The least common multiple helps you to deal with expressions in which you must add or subtract fractions.
There are mnemonic rules to deal with this but I like to "see" the problem...
Imagine that you are out eating a pizza with some friends (3 for example). If your pizza comes divided in 4 slices it is ok...you can add 2 of them together and...presto...you have half pizza!!!
But if you start to cut one of the slices in half (someone is on a diet) and make another bigger (someone is not on a diet) the thing gets complicated...If you add two slices again you may find that you have a thin slice plus a big slice and...what part of the entire pizza you get? You do not know...!!!!
With fractions is the same...it is better to have equal slices to add them together!!!
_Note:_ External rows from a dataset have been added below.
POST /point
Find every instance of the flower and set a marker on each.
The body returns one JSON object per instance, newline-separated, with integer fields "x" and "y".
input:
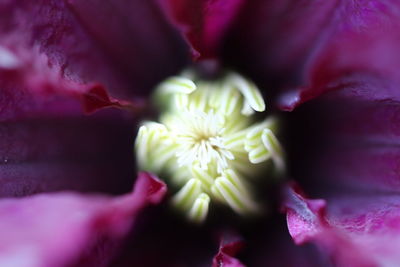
{"x": 59, "y": 56}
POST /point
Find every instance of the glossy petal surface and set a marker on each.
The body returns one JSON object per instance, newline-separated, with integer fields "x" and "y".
{"x": 308, "y": 44}
{"x": 67, "y": 229}
{"x": 94, "y": 41}
{"x": 203, "y": 23}
{"x": 355, "y": 229}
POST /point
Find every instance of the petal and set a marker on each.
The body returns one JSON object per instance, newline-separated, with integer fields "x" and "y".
{"x": 203, "y": 23}
{"x": 105, "y": 44}
{"x": 47, "y": 143}
{"x": 307, "y": 44}
{"x": 351, "y": 140}
{"x": 58, "y": 153}
{"x": 354, "y": 229}
{"x": 228, "y": 248}
{"x": 67, "y": 229}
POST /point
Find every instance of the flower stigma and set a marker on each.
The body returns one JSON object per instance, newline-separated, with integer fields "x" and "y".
{"x": 209, "y": 143}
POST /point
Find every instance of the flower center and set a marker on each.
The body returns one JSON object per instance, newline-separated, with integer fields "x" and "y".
{"x": 208, "y": 142}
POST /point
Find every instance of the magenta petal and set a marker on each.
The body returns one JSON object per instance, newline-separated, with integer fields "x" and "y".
{"x": 229, "y": 247}
{"x": 307, "y": 44}
{"x": 203, "y": 23}
{"x": 105, "y": 44}
{"x": 354, "y": 229}
{"x": 67, "y": 229}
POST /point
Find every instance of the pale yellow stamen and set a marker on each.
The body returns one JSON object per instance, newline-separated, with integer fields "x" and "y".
{"x": 207, "y": 142}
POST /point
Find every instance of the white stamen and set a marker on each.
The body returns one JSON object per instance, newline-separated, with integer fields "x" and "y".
{"x": 206, "y": 142}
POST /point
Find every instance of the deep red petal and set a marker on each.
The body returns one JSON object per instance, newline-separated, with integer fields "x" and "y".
{"x": 67, "y": 229}
{"x": 228, "y": 249}
{"x": 305, "y": 45}
{"x": 354, "y": 229}
{"x": 105, "y": 44}
{"x": 203, "y": 23}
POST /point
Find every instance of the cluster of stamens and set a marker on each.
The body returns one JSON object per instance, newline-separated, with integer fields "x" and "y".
{"x": 208, "y": 142}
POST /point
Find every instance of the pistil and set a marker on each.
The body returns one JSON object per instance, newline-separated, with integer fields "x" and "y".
{"x": 208, "y": 142}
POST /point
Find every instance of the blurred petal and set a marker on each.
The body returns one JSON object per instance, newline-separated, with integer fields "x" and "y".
{"x": 354, "y": 229}
{"x": 104, "y": 44}
{"x": 67, "y": 229}
{"x": 228, "y": 249}
{"x": 352, "y": 140}
{"x": 203, "y": 23}
{"x": 308, "y": 44}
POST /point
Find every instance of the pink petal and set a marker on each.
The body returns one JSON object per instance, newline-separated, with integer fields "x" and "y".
{"x": 87, "y": 45}
{"x": 349, "y": 140}
{"x": 203, "y": 23}
{"x": 354, "y": 229}
{"x": 229, "y": 247}
{"x": 67, "y": 229}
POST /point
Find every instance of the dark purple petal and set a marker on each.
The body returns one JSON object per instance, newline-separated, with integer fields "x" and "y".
{"x": 67, "y": 229}
{"x": 95, "y": 41}
{"x": 228, "y": 249}
{"x": 203, "y": 23}
{"x": 354, "y": 229}
{"x": 349, "y": 138}
{"x": 308, "y": 44}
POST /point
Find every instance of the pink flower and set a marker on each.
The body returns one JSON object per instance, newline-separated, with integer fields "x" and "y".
{"x": 74, "y": 78}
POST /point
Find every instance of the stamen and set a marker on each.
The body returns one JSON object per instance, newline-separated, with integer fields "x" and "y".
{"x": 206, "y": 143}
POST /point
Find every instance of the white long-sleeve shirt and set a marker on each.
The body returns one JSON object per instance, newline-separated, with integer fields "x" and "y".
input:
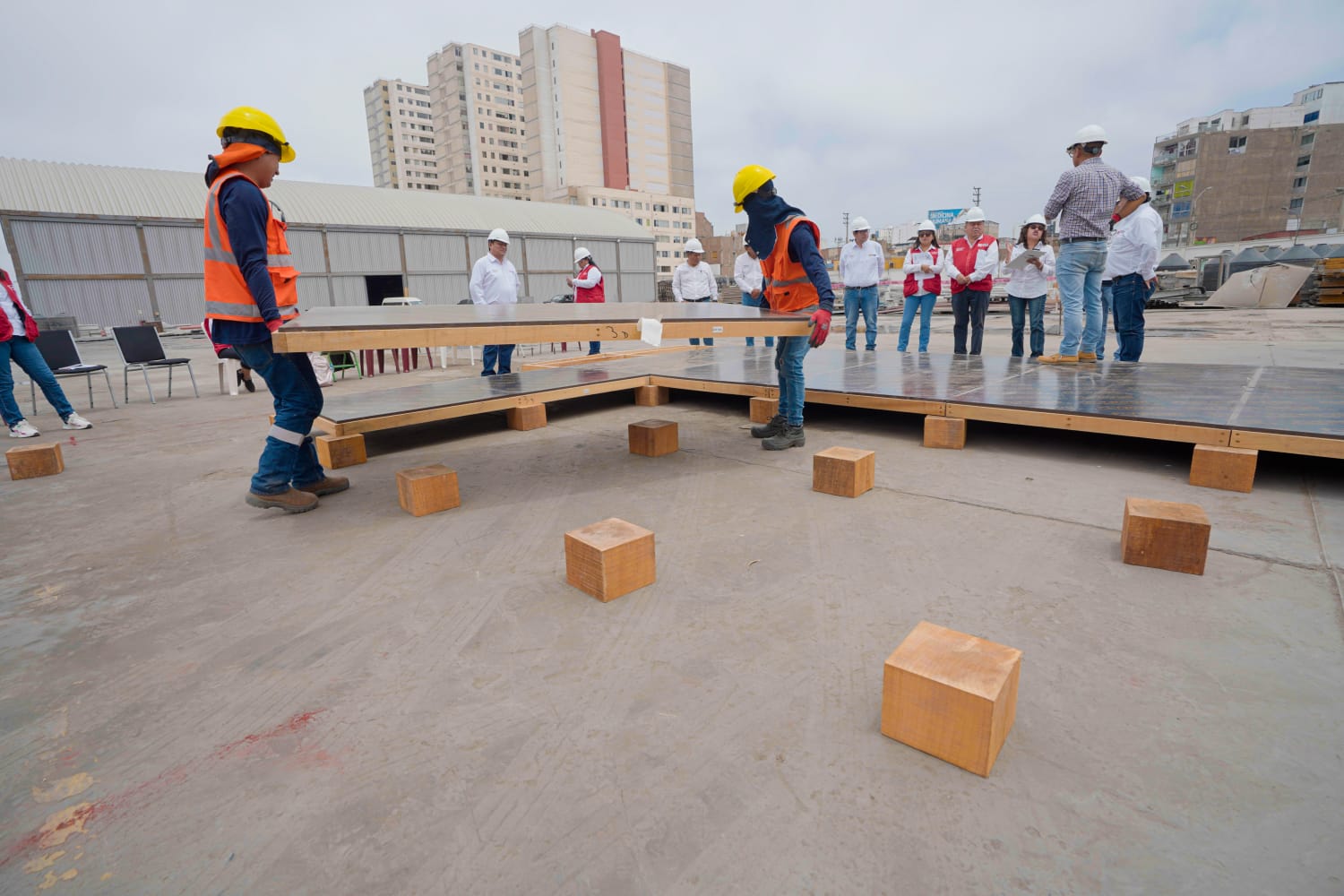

In case 1 you can add together immediately the numerators because the denominators are equals (slices of same size!). And you get:
#1/4+1/4=(1+1)/4=2/4=1/2# half pizza !!!!!
In case 2 first you need to make the slices of the same "size". To do that you use a common size (the least common multiple) and you "resize" all your slices according to this size.
#1/3+1/6# the least common multiple is a multiple in common between #3 and 6#.
Multiples of #3#: #->3,6,9,12,....#
Multiples of #6#: #->6,12,18,24,...#
The least common multiple is #6#. So now we resize all the slices to be "size" #6#:
#1/3# becomes of "size" #6# if I multiply the denominator by #2# but if I do that I have to multiply the nominator by #2# as well (otherwise the fraction changes)!
#1/3=(2*1)/(2*3)=2/6# Yes!!! Now it is "size" #6#.
Now you have:
#1/3+1/6=2/6+1/6# same denominator and you can add together the numerators: #(2+1)/6=3/6=1/2# half pizza..again!!!
Note that this work with subtraction as well!!!